API を選ぶときに見るべきこと
API は「何ができるか」だけで選ぶと、導入した後で詰まる。公式ドキュメントは機能を説明するが、採用の可否を分ける条件——料金の構造、認証の重さ、商用利用の可否、日本語での使い勝手——はまとまって書かれていないことが多い。
最初に確認する4点
- 料金の構造 — 単価そのものより「何に対して課金されるか」。リクエスト数か、処理量か、保存量か、転送量か
- 無料枠の実態 — 試せる範囲があるか。クレジットカード登録が要るか
- 認証の重さ — API キーだけで始まるか、OAuth や審査が要るか。導入までの日数が変わる
- 商用利用の条件 — 規約に明記があるか。「明記が無い」こと自体が判断材料になる
無料枠と有料プランで、認証方式やデータの取り扱い条件が異なるサービスがあります。
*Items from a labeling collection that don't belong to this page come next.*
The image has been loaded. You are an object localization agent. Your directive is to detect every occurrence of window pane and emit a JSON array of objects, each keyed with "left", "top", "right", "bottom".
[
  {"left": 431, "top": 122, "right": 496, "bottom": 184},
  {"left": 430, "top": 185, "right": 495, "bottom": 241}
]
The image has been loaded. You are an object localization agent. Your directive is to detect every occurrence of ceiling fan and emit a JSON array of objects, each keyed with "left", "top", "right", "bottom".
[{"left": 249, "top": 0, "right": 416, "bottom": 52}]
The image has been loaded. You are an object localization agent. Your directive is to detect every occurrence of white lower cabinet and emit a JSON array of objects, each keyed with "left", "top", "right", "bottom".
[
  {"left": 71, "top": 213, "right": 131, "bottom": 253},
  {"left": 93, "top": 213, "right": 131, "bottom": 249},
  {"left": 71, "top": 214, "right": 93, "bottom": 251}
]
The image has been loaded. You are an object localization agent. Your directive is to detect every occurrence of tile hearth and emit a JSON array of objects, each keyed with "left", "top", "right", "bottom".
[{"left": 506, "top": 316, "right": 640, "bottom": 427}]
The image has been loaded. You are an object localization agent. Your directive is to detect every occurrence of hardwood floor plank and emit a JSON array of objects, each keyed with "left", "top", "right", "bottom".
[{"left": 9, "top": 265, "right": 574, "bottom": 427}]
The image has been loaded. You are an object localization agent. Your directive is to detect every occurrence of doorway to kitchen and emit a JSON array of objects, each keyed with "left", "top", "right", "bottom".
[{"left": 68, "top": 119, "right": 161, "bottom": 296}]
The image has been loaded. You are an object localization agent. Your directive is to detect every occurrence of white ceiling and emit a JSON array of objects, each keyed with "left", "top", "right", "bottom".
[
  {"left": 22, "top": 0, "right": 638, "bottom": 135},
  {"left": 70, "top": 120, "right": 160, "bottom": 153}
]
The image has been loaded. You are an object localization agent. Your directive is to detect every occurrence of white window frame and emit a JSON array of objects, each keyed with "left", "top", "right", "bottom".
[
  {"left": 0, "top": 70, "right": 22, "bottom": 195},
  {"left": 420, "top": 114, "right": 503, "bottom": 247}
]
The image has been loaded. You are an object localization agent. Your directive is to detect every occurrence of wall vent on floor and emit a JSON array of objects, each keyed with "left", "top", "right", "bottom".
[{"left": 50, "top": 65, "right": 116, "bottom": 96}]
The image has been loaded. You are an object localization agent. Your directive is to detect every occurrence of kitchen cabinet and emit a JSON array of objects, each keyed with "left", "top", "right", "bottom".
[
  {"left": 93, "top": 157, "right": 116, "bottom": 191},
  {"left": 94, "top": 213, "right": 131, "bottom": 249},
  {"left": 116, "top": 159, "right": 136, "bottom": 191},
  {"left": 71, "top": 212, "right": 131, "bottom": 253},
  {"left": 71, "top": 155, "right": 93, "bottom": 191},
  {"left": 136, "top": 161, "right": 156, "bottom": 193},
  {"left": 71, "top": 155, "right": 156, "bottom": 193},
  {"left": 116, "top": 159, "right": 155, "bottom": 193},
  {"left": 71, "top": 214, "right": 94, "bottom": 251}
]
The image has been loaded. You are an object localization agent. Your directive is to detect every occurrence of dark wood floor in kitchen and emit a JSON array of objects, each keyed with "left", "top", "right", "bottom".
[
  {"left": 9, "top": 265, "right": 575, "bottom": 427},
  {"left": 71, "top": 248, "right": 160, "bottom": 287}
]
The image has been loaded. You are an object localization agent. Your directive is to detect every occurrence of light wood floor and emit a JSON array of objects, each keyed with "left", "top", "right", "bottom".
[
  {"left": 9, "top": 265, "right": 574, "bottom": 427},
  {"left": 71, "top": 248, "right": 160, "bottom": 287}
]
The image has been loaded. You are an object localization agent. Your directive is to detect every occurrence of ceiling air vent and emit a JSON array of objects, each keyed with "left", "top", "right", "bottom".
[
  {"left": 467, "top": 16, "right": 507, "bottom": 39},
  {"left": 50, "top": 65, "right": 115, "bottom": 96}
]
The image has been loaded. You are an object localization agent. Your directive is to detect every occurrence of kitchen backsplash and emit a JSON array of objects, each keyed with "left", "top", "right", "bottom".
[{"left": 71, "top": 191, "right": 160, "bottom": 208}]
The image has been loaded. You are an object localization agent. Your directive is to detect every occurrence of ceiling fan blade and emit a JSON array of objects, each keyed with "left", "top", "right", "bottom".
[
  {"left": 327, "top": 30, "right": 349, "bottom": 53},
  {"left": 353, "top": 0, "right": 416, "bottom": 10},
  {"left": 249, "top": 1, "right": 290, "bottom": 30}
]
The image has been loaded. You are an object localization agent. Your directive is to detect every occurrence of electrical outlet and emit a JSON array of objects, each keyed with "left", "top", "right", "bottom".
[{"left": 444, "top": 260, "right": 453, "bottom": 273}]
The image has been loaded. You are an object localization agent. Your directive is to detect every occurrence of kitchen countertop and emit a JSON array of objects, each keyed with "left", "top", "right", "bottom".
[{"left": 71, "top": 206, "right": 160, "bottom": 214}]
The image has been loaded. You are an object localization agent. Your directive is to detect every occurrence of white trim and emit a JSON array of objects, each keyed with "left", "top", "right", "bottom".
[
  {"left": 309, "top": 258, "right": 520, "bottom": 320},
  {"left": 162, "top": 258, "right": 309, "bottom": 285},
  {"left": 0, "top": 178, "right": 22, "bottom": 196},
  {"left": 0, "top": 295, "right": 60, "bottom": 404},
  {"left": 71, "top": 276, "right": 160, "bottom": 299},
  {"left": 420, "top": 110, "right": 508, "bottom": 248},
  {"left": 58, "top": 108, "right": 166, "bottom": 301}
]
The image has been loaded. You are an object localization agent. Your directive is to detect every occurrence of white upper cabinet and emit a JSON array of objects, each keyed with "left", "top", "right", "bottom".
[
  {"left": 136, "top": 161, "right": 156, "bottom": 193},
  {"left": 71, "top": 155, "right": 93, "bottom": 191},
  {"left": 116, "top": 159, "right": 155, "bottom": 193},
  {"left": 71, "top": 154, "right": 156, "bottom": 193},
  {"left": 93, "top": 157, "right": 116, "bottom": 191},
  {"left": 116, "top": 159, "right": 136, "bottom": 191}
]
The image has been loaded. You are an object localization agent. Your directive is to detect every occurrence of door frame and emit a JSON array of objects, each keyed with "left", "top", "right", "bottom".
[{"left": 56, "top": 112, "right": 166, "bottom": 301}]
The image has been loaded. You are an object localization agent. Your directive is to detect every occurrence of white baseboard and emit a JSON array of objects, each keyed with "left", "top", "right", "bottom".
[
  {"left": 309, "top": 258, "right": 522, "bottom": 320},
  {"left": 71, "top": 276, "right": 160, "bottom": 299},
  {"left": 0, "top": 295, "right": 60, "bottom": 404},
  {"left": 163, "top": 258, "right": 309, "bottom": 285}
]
検証を始める前に、本番でどの経路を使うかを決めておかないと、認証まわりの実装をやり直すことになります。
日本で使うときの条件は別途確認が要る
適格請求書(インボイス)が発行されるか、請求は円建てか、個人事業主でも契約できるか——これらは公式ドキュメント(英語)にも英語圏の記事にも書かれていません。掲載中のリソースについて調査した結果を 日本で使うときの条件 一覧 にまとめています。
障害時にどうするかを決めておく
外部 API を機能の中核に据えるほど、その提供元の障害がサービス停止に直結する。応答が得られなかったときに何を返すか(キャッシュ、簡易処理へのフォールバック、代替ベンダー)を設計に入れておくかどうかで、障害時の被害が大きく変わる。